Baru hari kedua aku sudah keluar puluhan juta untuk menopang hidup suamiku. Bagaimana kalau sudah satu tahun? Habis berapa? Aku tidak tahu apakah warisan yang aku incar nanti akan sebanding dengan biaya yang aku keluarkan.

Setelah ini, ada janji yang harus kutunaikan untuk menopang bisnis Mas Priyo. Menyewa tambahan outlet pakaian di Mal, belum lagi memberi modal untuk usaha kopi Mengheningkan Cipta.

Belum beli franchisenya saja aku sudah mengheningkan cipta dengan kejadian tadi. Apalagi sudah dibeli.
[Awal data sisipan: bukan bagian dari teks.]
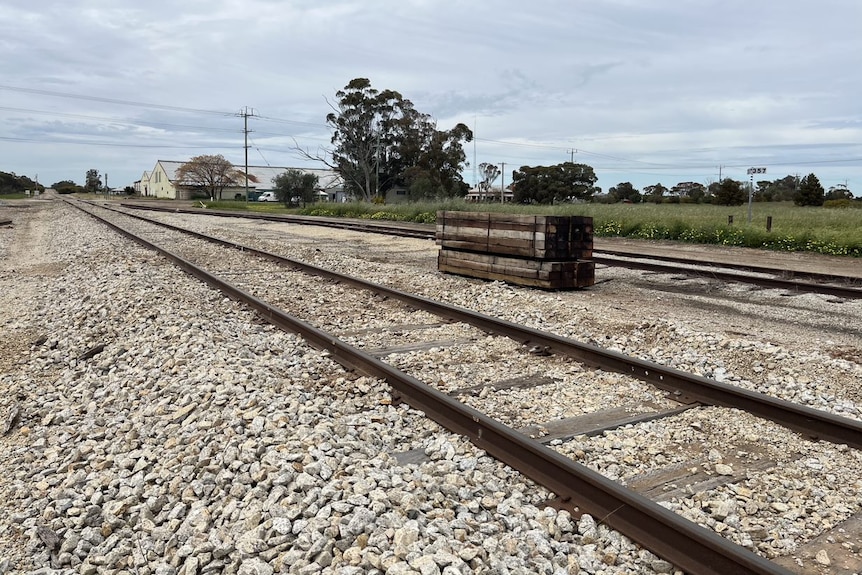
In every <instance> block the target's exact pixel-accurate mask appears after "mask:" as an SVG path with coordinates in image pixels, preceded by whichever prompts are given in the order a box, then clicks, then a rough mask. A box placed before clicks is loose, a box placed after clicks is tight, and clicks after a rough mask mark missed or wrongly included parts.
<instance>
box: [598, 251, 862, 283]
mask: <svg viewBox="0 0 862 575" xmlns="http://www.w3.org/2000/svg"><path fill="white" fill-rule="evenodd" d="M593 253H600V254H602V255H606V256H610V257H615V258H632V259H644V260H655V261H659V262H669V263H677V264H682V265H692V266H704V267H719V268H724V269H729V270H739V271H742V272H752V273H760V274H772V275H777V276H781V275H785V276H787V275H789V276H791V277H803V278H807V279H809V280H816V281H822V282H848V281H854V280H855V281H862V277H860V278H854V277H852V276H842V275H836V274H826V273H821V272H808V271H802V270H786V269H782V268H771V267H768V266H758V265H753V264H745V263H732V262H722V261H715V260H692V259H689V258H682V257H677V256H665V255H658V254H645V253H639V252H630V251H624V250H608V249H599V250H593ZM611 263H613V265H616V263H615V260H614V262H611ZM673 269H674V270H675V271H679V268H673ZM683 271H686V270H685V269H683Z"/></svg>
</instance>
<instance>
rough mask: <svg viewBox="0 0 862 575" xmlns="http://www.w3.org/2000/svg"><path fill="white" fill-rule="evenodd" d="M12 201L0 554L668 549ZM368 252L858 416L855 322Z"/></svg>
mask: <svg viewBox="0 0 862 575" xmlns="http://www.w3.org/2000/svg"><path fill="white" fill-rule="evenodd" d="M22 205H26V206H28V207H20V208H18V207H16V208H14V209H10V210H8V211H10V212H11V213H10V216H11V217H10V219H12V220H13V222H14V223H13V226H11V227H4V228H0V240H2V242H0V258H2V259H0V288H2V290H3V299H2V302H3V303H2V316H0V317H2V327H3V334H4V336H3V341H2V344H0V345H2V350H0V366H2V376H0V392H2V393H0V431H2V432H3V433H4V434H3V436H2V438H0V441H2V444H0V445H2V447H0V463H2V467H3V469H4V470H5V473H4V474H3V475H2V477H0V500H2V501H3V504H2V505H3V507H2V513H0V574H2V573H54V572H61V573H62V572H68V573H129V574H132V573H134V574H141V575H144V574H160V575H172V574H185V575H189V574H197V573H201V574H203V573H243V574H268V573H279V572H284V573H308V574H310V573H340V574H345V575H352V574H359V573H389V574H399V573H421V574H435V573H443V574H450V575H453V574H458V573H513V574H514V573H548V574H556V573H579V572H583V573H602V574H616V573H673V572H674V569H673V567H672V566H671V565H670V564H668V563H667V562H665V561H663V560H661V559H659V558H658V557H656V556H654V555H653V554H652V553H649V552H648V551H644V550H642V549H640V548H638V547H637V546H634V545H632V544H631V542H630V541H629V540H628V539H626V538H625V537H622V536H620V535H619V534H618V533H617V532H615V531H612V530H609V529H607V528H606V527H604V526H603V525H601V524H600V521H599V522H597V521H596V520H595V519H594V518H592V517H590V516H588V515H584V516H583V517H581V518H580V519H574V518H572V517H571V516H570V515H569V514H568V513H567V512H564V511H556V510H554V509H552V508H548V507H546V506H545V505H544V502H545V501H546V500H547V498H548V496H549V494H548V493H547V492H545V491H544V490H543V489H541V488H537V487H536V486H535V485H534V484H532V483H531V482H529V481H526V480H524V479H523V478H521V476H520V475H518V474H515V473H514V472H512V470H510V469H509V468H507V467H506V466H504V465H502V464H500V463H498V462H496V461H495V460H493V459H491V458H490V457H488V456H486V455H485V454H484V453H483V452H481V451H479V450H477V449H476V448H475V447H474V446H472V445H471V444H470V443H469V442H467V441H466V440H464V439H462V438H459V437H457V436H455V435H452V434H450V433H448V432H446V431H445V430H443V429H441V428H440V427H439V426H438V425H436V424H434V423H433V422H431V421H430V420H428V419H426V418H425V417H424V416H423V414H421V413H419V412H417V411H415V410H412V409H410V408H408V407H406V406H404V405H393V404H392V402H391V398H390V395H389V390H388V388H387V386H386V384H385V383H383V382H381V381H378V380H376V379H373V378H367V377H360V376H357V375H356V374H353V373H349V372H346V371H345V370H344V369H342V368H341V367H340V366H338V365H337V364H336V363H334V362H333V361H331V360H330V359H329V358H328V357H327V356H326V354H324V353H321V352H318V351H316V350H314V349H313V348H311V347H310V346H308V345H306V344H305V343H304V342H303V341H302V340H301V338H299V337H297V336H295V335H292V334H285V333H283V332H280V331H279V330H277V329H275V328H273V327H271V326H269V325H267V324H265V323H263V322H261V321H260V320H259V319H258V318H257V317H256V316H255V315H254V314H253V313H251V312H250V311H248V310H247V309H246V308H244V306H242V305H239V304H237V303H235V302H233V301H231V300H229V299H227V298H225V297H224V296H222V295H220V294H219V293H217V292H215V291H214V290H212V289H210V288H208V287H206V286H204V285H202V284H200V283H199V282H198V281H196V280H194V279H193V278H191V277H189V276H187V275H186V274H184V273H183V272H181V271H180V270H178V269H177V268H176V267H174V266H173V265H171V264H170V263H168V262H167V261H165V260H163V259H162V258H160V257H159V256H156V255H154V254H152V253H151V252H148V251H146V250H143V249H142V248H139V247H138V246H136V245H135V244H133V243H132V242H129V241H127V240H125V239H121V238H120V237H119V236H118V235H117V234H115V233H113V232H111V231H109V230H108V229H107V228H105V227H104V226H102V225H100V224H97V223H96V222H95V221H93V220H92V219H90V218H89V217H88V216H85V215H84V214H82V213H80V212H76V211H74V210H73V209H71V208H69V207H68V206H64V205H63V204H61V203H59V202H33V203H30V204H22ZM308 230H309V232H308V233H309V237H311V238H312V239H311V240H309V241H308V242H307V243H306V244H303V243H302V242H301V241H298V242H296V245H295V246H294V247H293V248H291V251H292V252H293V255H294V256H295V257H297V256H300V255H306V256H308V258H309V259H312V258H314V259H316V261H314V263H316V264H317V265H321V266H323V267H331V268H333V269H338V268H344V269H345V270H349V271H352V272H354V273H355V272H356V269H357V268H358V267H360V266H358V265H357V258H358V255H357V254H358V252H361V251H363V249H362V246H360V247H357V246H355V245H354V246H353V249H355V251H351V249H350V248H348V249H345V251H344V252H343V253H341V252H338V251H336V250H335V248H334V246H336V245H337V244H338V242H337V241H332V238H333V237H334V236H336V235H337V234H338V233H339V232H335V231H332V230H316V229H315V228H308ZM315 238H317V240H323V239H324V238H325V239H326V240H328V241H329V242H330V243H329V244H327V249H326V250H324V251H319V250H320V245H321V243H320V241H317V240H316V239H315ZM377 241H379V240H370V242H371V243H374V242H377ZM399 241H403V242H404V243H403V244H402V245H403V246H413V248H414V249H416V250H417V251H419V250H421V249H424V250H426V251H428V252H429V253H431V252H433V244H432V245H428V243H425V244H422V242H421V241H419V240H399ZM411 242H413V243H411ZM249 243H251V242H249ZM364 249H365V251H367V246H365V247H364ZM381 249H382V246H381ZM394 251H396V252H397V251H399V250H398V249H397V248H396V249H395V250H394ZM400 251H401V253H405V252H409V250H406V249H405V248H403V247H402V248H401V249H400ZM423 253H424V252H423ZM422 257H423V258H425V259H421V258H420V261H422V262H427V261H433V260H431V259H430V258H429V257H428V255H427V254H426V255H424V256H422ZM396 265H397V264H396ZM361 267H362V268H363V273H365V274H367V276H368V277H369V279H379V278H375V277H374V276H375V274H379V275H388V276H389V277H390V278H393V279H391V280H390V281H391V283H395V284H398V283H404V284H410V285H413V287H414V288H415V289H414V290H412V291H424V292H425V293H422V295H426V296H428V297H435V298H436V299H444V298H447V299H449V300H450V301H453V302H454V303H458V304H459V305H464V306H465V307H473V308H474V309H478V310H479V311H483V312H485V313H493V314H494V315H499V316H501V317H504V318H505V319H510V320H513V321H521V322H523V323H528V324H530V325H534V326H536V327H541V328H543V329H553V330H554V331H557V332H558V333H561V334H563V335H567V336H571V337H577V338H578V339H582V340H588V341H595V342H597V343H600V344H602V345H606V346H609V347H614V348H617V349H619V350H620V351H624V352H626V353H631V354H633V355H639V356H643V357H646V358H648V359H651V360H653V361H656V360H658V361H662V362H663V363H667V364H669V365H673V366H675V367H679V368H681V369H687V370H690V371H696V372H700V373H703V374H704V375H707V376H710V377H716V379H719V378H720V379H722V380H726V381H730V382H733V383H736V384H740V385H746V386H751V387H752V388H757V389H758V390H760V391H767V392H771V393H773V394H775V395H779V396H782V395H786V397H785V398H786V399H791V398H795V399H794V400H796V401H800V402H803V403H806V404H808V405H811V406H813V407H816V408H818V409H827V410H829V411H832V412H836V413H839V414H840V415H843V416H845V417H854V418H859V417H860V411H859V407H858V404H857V402H856V400H857V399H858V397H857V394H858V393H859V392H858V389H859V385H858V384H859V383H860V382H862V368H860V365H859V361H858V357H857V356H855V355H854V354H855V353H857V352H858V348H854V346H853V342H854V334H853V333H852V329H851V330H850V332H849V333H847V332H841V333H838V334H837V335H835V334H832V335H830V334H828V333H826V334H824V333H819V332H817V333H814V332H813V331H812V332H811V333H809V334H808V338H807V340H806V339H805V337H804V334H805V333H806V330H807V329H809V328H806V327H805V326H801V327H800V326H799V325H798V324H797V325H796V326H794V327H793V328H792V329H791V330H788V332H787V333H786V334H784V335H785V336H787V339H786V340H785V341H775V340H766V339H763V338H761V337H759V336H761V335H763V334H764V333H765V331H758V330H757V329H756V328H755V329H751V326H750V325H749V326H748V328H747V330H746V333H745V334H744V335H741V336H733V335H732V334H731V333H730V332H732V331H733V330H734V329H736V328H738V326H725V329H724V330H723V331H719V330H714V331H713V330H709V329H706V330H705V329H704V328H703V326H702V325H701V326H697V327H696V326H695V324H693V323H691V322H690V321H689V320H688V319H687V318H686V317H685V312H684V311H682V310H679V311H678V312H677V313H678V315H677V314H673V315H667V314H662V313H661V311H660V308H662V307H664V306H665V303H663V302H661V301H656V300H652V301H650V302H647V303H646V304H645V305H644V306H643V308H642V310H641V311H642V314H640V316H638V317H633V316H632V314H631V313H628V312H627V311H626V310H624V309H623V310H621V306H622V307H625V305H626V304H625V302H626V301H629V299H628V298H631V297H633V295H632V293H629V292H626V291H625V289H626V288H620V293H617V294H616V303H614V299H613V298H612V296H613V295H614V294H607V293H604V292H602V291H601V290H599V289H596V290H594V291H593V292H592V294H593V295H590V296H585V295H584V293H581V294H580V295H578V294H575V295H569V294H562V295H560V294H550V293H543V292H533V291H530V290H523V289H518V288H511V287H510V286H505V285H503V284H498V283H491V284H488V283H484V282H475V281H465V280H463V279H461V278H449V277H434V270H433V269H430V270H429V269H425V268H422V266H421V265H420V266H417V267H415V268H407V269H405V270H402V273H398V274H395V273H393V266H392V265H389V264H386V263H385V262H383V263H375V264H371V263H368V262H365V264H363V265H362V266H361ZM351 268H352V269H351ZM609 273H610V272H609ZM613 273H620V274H622V275H620V276H619V277H620V278H623V277H624V275H625V272H613ZM408 275H409V276H410V277H407V276H408ZM396 287H401V288H402V289H406V287H405V286H403V285H396ZM605 291H607V290H605ZM593 296H594V297H593ZM665 297H669V296H665ZM758 297H759V296H758ZM800 297H802V298H806V300H805V302H806V306H808V307H809V308H815V311H806V312H805V313H804V314H802V317H808V316H816V306H818V305H821V303H820V302H819V301H818V300H817V299H816V296H800ZM579 299H580V300H581V301H580V302H578V301H577V300H579ZM587 300H588V301H587ZM620 302H623V303H620ZM760 305H767V304H760ZM822 305H823V306H824V307H828V305H827V304H826V303H825V302H824V303H823V304H822ZM843 305H845V306H846V307H845V308H844V309H845V310H846V314H845V315H847V316H848V317H849V320H848V321H850V324H851V325H852V321H854V319H858V318H859V317H860V316H862V311H860V306H859V304H858V302H853V303H847V304H843ZM689 313H690V314H691V317H695V316H696V313H695V312H694V311H692V312H689ZM829 313H832V311H831V308H830V311H829ZM797 317H799V313H798V312H797ZM731 321H736V320H731ZM768 321H769V322H774V321H775V320H774V319H769V320H768ZM720 322H721V318H719V317H717V316H713V317H711V318H710V323H711V324H713V325H720ZM811 323H815V322H814V321H813V320H812V322H811ZM857 325H858V324H857ZM842 333H843V335H842ZM797 334H799V335H800V337H798V338H797ZM824 341H828V342H831V347H829V348H828V349H824V346H823V344H822V342H824ZM835 349H838V350H840V351H841V353H830V352H832V351H834V350H835ZM740 358H743V359H740ZM750 358H756V360H753V361H750ZM770 390H771V391H770ZM654 428H655V430H656V432H657V433H658V432H660V431H661V429H660V426H659V425H658V424H656V425H655V426H654ZM621 433H623V434H624V432H621ZM740 433H741V434H743V435H744V432H740ZM607 441H619V438H616V439H615V438H614V437H609V438H608V439H607ZM839 452H840V453H841V454H842V455H841V457H851V458H852V457H853V456H852V455H848V454H847V453H846V452H845V451H839ZM856 459H857V460H858V457H856ZM606 463H607V462H601V463H600V464H598V466H599V467H601V466H603V465H605V464H606ZM715 463H717V462H713V464H715ZM809 467H810V466H809ZM809 467H806V462H805V461H803V462H801V463H800V468H803V469H806V470H807V469H809ZM827 468H828V472H829V473H830V474H832V475H833V477H834V479H835V481H836V482H842V481H846V485H849V486H850V487H849V488H848V489H849V490H848V491H847V492H846V493H844V496H845V498H844V499H843V500H842V502H841V504H842V505H843V506H844V507H845V508H846V511H845V512H844V514H843V516H846V515H849V514H851V513H853V512H854V511H857V510H858V509H859V506H860V501H859V495H858V488H859V485H858V484H855V483H854V481H856V479H857V478H858V469H852V468H851V469H845V468H844V467H841V468H833V467H832V466H831V465H827ZM850 474H855V475H854V477H853V478H850ZM845 475H846V476H845ZM799 477H800V478H801V479H800V481H803V480H804V474H802V473H800V474H799ZM776 489H778V487H776ZM800 489H802V488H800ZM785 490H786V487H785ZM791 495H792V494H791ZM854 495H855V499H854ZM789 497H790V496H789ZM824 497H825V496H824ZM710 503H714V501H707V502H704V508H707V507H708V505H709V504H710ZM715 505H718V503H715ZM697 512H698V513H702V512H701V511H700V510H698V511H697ZM704 521H707V520H706V519H704ZM800 525H802V523H800ZM757 527H758V528H760V527H761V526H759V525H758V526H757ZM809 527H810V526H809V524H808V523H804V525H802V527H800V529H807V528H809ZM741 531H742V530H741ZM743 543H744V541H743ZM782 545H784V546H785V551H787V552H792V550H793V548H794V546H793V544H792V543H785V542H782Z"/></svg>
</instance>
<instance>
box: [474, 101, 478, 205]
mask: <svg viewBox="0 0 862 575" xmlns="http://www.w3.org/2000/svg"><path fill="white" fill-rule="evenodd" d="M476 122H477V120H476V116H473V188H474V189H475V188H477V187H478V186H479V176H478V175H477V172H476V170H477V168H478V166H476Z"/></svg>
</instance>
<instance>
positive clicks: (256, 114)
mask: <svg viewBox="0 0 862 575" xmlns="http://www.w3.org/2000/svg"><path fill="white" fill-rule="evenodd" d="M239 115H240V116H242V120H243V128H242V133H243V134H244V135H245V144H244V145H243V148H245V201H248V133H249V131H250V130H249V129H248V117H249V116H256V115H257V114H256V113H255V111H254V108H252V109H251V111H249V109H248V106H245V107H244V108H243V109H242V111H241V112H240V113H239Z"/></svg>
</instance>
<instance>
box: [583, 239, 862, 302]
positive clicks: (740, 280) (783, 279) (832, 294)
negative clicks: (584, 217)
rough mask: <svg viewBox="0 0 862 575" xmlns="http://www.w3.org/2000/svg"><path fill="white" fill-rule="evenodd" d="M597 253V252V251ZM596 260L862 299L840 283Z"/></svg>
mask: <svg viewBox="0 0 862 575" xmlns="http://www.w3.org/2000/svg"><path fill="white" fill-rule="evenodd" d="M593 253H594V254H595V251H594V252H593ZM625 257H630V258H645V259H650V258H651V256H647V255H627V256H625ZM592 261H594V262H595V263H597V264H604V265H607V266H619V267H625V268H629V269H637V270H644V271H653V272H661V273H668V274H674V273H675V274H679V273H684V274H688V275H699V276H708V277H710V278H713V279H718V280H722V281H727V282H740V283H748V284H754V285H757V286H760V287H765V288H774V289H783V290H788V291H791V292H795V293H818V294H825V295H830V296H834V297H840V298H844V299H862V289H858V288H852V287H845V286H836V285H831V284H815V283H808V282H800V281H796V280H785V279H780V278H766V277H758V276H749V275H740V274H735V273H732V272H722V271H716V270H697V269H691V268H679V267H676V266H670V265H665V264H657V263H651V262H644V261H629V260H625V261H623V260H617V259H613V258H603V257H596V256H595V255H594V256H593V257H592ZM688 263H689V264H690V265H703V266H713V265H720V264H710V263H701V262H691V261H689V262H688ZM844 279H845V280H846V279H847V278H844Z"/></svg>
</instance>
Mungkin tiap hari aku ke sana untuk menghayati suramnya hidup bersama kamu, Mas Priyoooo....

"Tapi jual rumah kan gak mudah, Dek?"

"Aku punya teman agent properti. Dwi, namanya. Nanti dia yang akan mengurus penjualan rumah ini. Kalau Mas serius."

"Dia bisa diandalkan?"

"Dia rekan bisnisnya bapak."

"Bapak siapa?"

"Bapaknya Mas. Pak Broto."

"Oooh." Suamiku hanya mengangguk. Tak berkata apa-apa lagi.

"Deal ya, kita jual aja rumah ini? Demi kebaikan Mas?"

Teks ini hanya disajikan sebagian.